US President Joe Biden pleaded with lawmakers Thursday to address the country’s epidemic of gun violence, calling for a ban on assault weapons like those used in recent massacres in Texas and New York. Biden delivered the 17-minute speech, his latest call for tougher gun laws, with 56 lighted candles arrayed along a long corridor behind him to represent US states and territories affected by gun violence.
“How much more carnage are we willing to accept?” the president asked in his speech, which he delivered angrily, almost whispering at times.
“We can’t fail the American people again,” he said, calling a majority of Republican senators’ refusal to support tougher laws “unconscionable.”
Biden suggested that lawmakers raise the age at which assault weapons can be purchased from 18 to 21, as a first step toward reducing the rampant violence that has turned public infrastructure into “killing fields.”
He also urged them to take steps such as strengthening background checks, prohibiting high-capacity magazines, mandating safe firearm storage, and holding gun manufacturers accountable for crimes committed with their products.
“More school-age children have been killed by guns in the last two decades than on-duty police officers and active military personnel combined. Consider that, “Biden stated.
While Congressional Republicans have largely opposed tougher gun laws, a bipartisan group of US senators met Thursday to discuss a package of firearms controls.
Nine senators are meeting this week to debate a response to the shooting incidents that have shocked the country, and they are optimistic about the prospects for modest reforms.
The organisation has focused on school safety, improving mental health services, and providing incentives for nations to grant courts “red flag” authority to temporarily disable guns from owners deemed a threat – a step that Biden also advocated for in his remarks.
While lawmakers debated how to respond to the racist murder of ten Black supermarket shoppers in Buffalo and the Texas school shooting that killed 19 children and educators, another attack occurred in Oklahoma on Wednesday.
A man wielding a pistol and a rifle murdered two doctors, a receptionist, and a patient in a Tulsa hospital complex before committing suicide as police arrived.
Lawmakers are aware that the urgency for reforms sparked by the killings is fading, and a smaller group of senators is carrying parallel discussions on universal background checks on gun sales.
The political difficulty of legislating in a 50-50 Senate, where the most bills require 60 votes to pass, makes more comprehensive reforms unrealistic.
Senate Republican Leader Mitch McConnell told reporters that senators were attempting to “target the problem,” which he described as “mental illness and school safety” instead of the availability of guns.
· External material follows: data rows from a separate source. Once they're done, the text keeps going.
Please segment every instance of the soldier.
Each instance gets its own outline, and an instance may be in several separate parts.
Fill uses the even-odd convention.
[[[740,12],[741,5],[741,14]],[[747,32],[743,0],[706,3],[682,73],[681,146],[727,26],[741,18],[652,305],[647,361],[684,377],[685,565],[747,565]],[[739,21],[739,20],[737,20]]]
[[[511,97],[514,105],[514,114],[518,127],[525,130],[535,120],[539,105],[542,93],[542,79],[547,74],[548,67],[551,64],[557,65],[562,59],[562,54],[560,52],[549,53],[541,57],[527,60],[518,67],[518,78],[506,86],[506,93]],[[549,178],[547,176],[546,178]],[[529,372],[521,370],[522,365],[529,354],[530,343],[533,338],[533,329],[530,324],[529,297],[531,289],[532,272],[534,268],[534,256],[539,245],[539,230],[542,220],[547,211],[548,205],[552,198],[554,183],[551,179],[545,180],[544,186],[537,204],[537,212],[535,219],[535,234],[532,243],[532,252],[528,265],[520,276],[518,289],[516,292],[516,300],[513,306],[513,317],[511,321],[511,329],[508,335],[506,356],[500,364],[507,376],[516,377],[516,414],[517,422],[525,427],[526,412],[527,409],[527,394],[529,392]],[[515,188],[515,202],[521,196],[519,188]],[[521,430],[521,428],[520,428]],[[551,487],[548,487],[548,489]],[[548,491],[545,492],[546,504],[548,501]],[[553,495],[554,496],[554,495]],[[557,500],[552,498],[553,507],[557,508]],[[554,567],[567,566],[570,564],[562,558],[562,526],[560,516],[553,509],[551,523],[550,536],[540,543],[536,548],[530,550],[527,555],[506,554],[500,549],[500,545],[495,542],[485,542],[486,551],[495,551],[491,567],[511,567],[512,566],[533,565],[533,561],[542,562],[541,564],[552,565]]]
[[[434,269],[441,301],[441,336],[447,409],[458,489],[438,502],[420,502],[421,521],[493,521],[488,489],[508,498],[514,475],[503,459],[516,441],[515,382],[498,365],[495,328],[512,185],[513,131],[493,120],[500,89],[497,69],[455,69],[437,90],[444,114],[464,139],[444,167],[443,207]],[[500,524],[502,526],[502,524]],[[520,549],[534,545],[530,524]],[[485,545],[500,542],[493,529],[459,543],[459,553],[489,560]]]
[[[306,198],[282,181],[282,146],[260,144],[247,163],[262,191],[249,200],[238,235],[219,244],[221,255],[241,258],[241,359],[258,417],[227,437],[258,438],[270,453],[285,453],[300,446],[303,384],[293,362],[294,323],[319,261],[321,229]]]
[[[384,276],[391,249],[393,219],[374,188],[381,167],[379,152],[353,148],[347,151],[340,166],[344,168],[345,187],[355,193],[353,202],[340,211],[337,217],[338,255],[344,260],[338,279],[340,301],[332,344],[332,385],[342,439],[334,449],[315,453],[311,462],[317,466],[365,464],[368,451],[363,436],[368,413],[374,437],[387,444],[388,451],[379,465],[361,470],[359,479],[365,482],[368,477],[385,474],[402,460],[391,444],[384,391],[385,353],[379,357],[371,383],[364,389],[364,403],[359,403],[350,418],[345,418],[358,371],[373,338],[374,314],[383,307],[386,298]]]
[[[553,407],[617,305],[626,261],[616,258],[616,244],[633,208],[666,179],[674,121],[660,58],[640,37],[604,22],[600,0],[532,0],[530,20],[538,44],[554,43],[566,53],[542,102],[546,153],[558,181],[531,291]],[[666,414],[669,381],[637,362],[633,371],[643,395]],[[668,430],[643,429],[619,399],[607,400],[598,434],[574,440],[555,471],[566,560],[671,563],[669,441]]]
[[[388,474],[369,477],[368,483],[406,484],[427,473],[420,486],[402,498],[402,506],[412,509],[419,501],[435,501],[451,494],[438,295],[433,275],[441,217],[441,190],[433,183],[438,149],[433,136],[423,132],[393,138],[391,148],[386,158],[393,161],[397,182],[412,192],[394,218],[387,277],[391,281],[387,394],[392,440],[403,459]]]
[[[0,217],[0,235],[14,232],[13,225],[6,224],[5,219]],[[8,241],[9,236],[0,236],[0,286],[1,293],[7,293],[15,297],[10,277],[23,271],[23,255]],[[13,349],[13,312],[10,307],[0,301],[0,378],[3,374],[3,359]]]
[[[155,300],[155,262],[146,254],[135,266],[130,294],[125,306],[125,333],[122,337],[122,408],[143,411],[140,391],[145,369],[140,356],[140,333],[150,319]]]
Nonetheless, House Democrats are poised to pass the “Protecting Our Kids Act,” which would raise the purchasing age for quasi rifles from 18 to 21 and prohibit the use of high-capacity magazines.
The bill is expected to pass the Democratic-led Residence next week before dying in the Senate due to Republican opposition.
Because federal regulation is so difficult, an effort is also currently under way among state legislatures to push for stricter gun laws.
In the aftermath of the Uvalde shooting, California lawmakers advanced a gun control package that included proposals to subject gun manufacturers to civil legal liability in certain cases.